Geoff Emerick, who worked as recording engineer for the Beatles for many years and played an important role in the creation of “Revolver,” ”Sgt. Pepper’s Lonely Hearts Club Band” and other albums, has died. He was 72.

Abbey Road Studios confirmed the death Wednesday and vowed to ensure that Emerick’s legacy lives on at the studio where many Beatles classics were recorded.

Colleague William Zabaleta told Variety that Emerick collapsed and died Tuesday while they were talking on the telephone. He said Emerick had suffered from heart problems in recent years.

The Beatles’ Twitter site called Emerick’s work integral to the band’s music. He played an influential role during the late 1960s period regarded by many as the apex of the Beatles’ work.

At the time, the Beatles were breaking new ground in popular music. They had stopped touring and focused all their attention on the studio, where Emerick excelled.

In one famous story that Emerick told on numerous occasions, he came up with a unique solution when John Lennon told him he wanted his voice to sound like “the Dalai Lama singing from a mountaintop 25 miles away from the studio” on the song “Tomorrow Never Knows.”

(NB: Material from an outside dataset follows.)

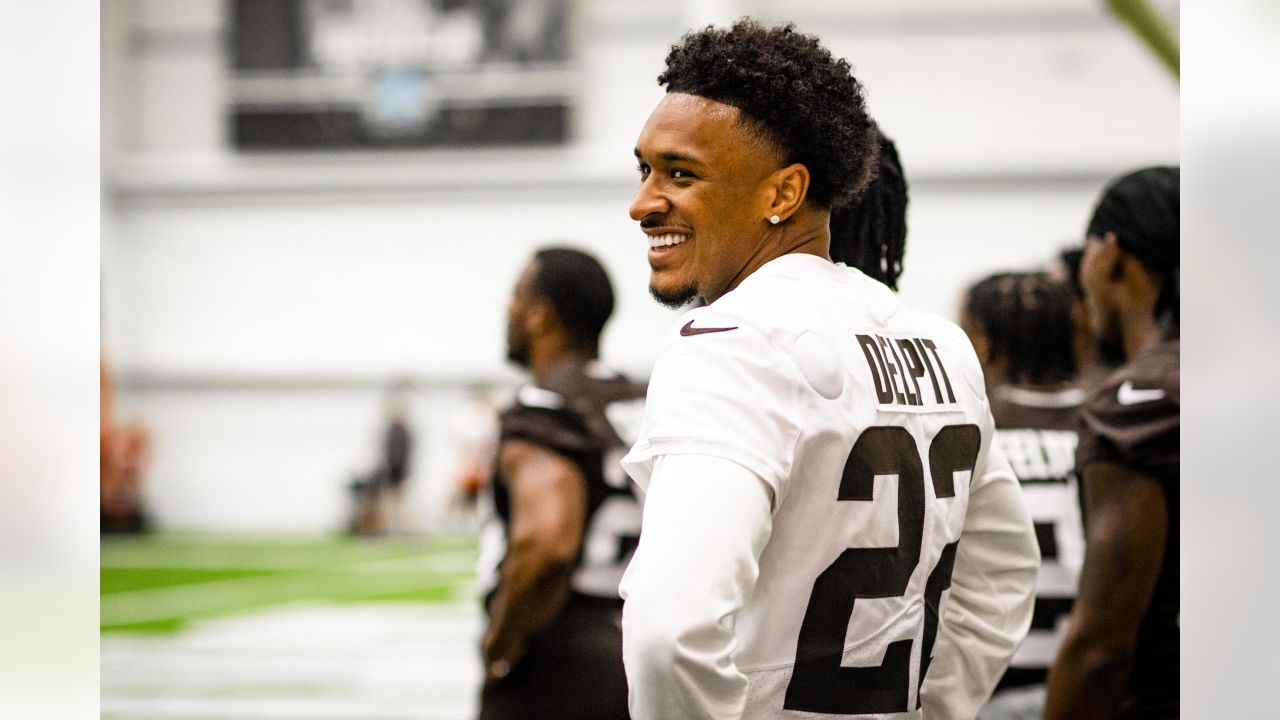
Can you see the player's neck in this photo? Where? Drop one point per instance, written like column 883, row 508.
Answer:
column 1139, row 332
column 808, row 232
column 547, row 356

Emerick found a way to process Lennon’s voice through a revolving speaker to produce a masterpiece of psychedelic music.

“That sort of won John over,” Emerick said in 2016.

Giles Martin, son of Beatles producer George Martin, called Emerick “one of the finest and most innovative engineers to have graced a recording studio.”

He said Emerick “helped create” the greatest music ever recorded.

Lennon’s son Julian tweeted that Emerick was “one of a kind.”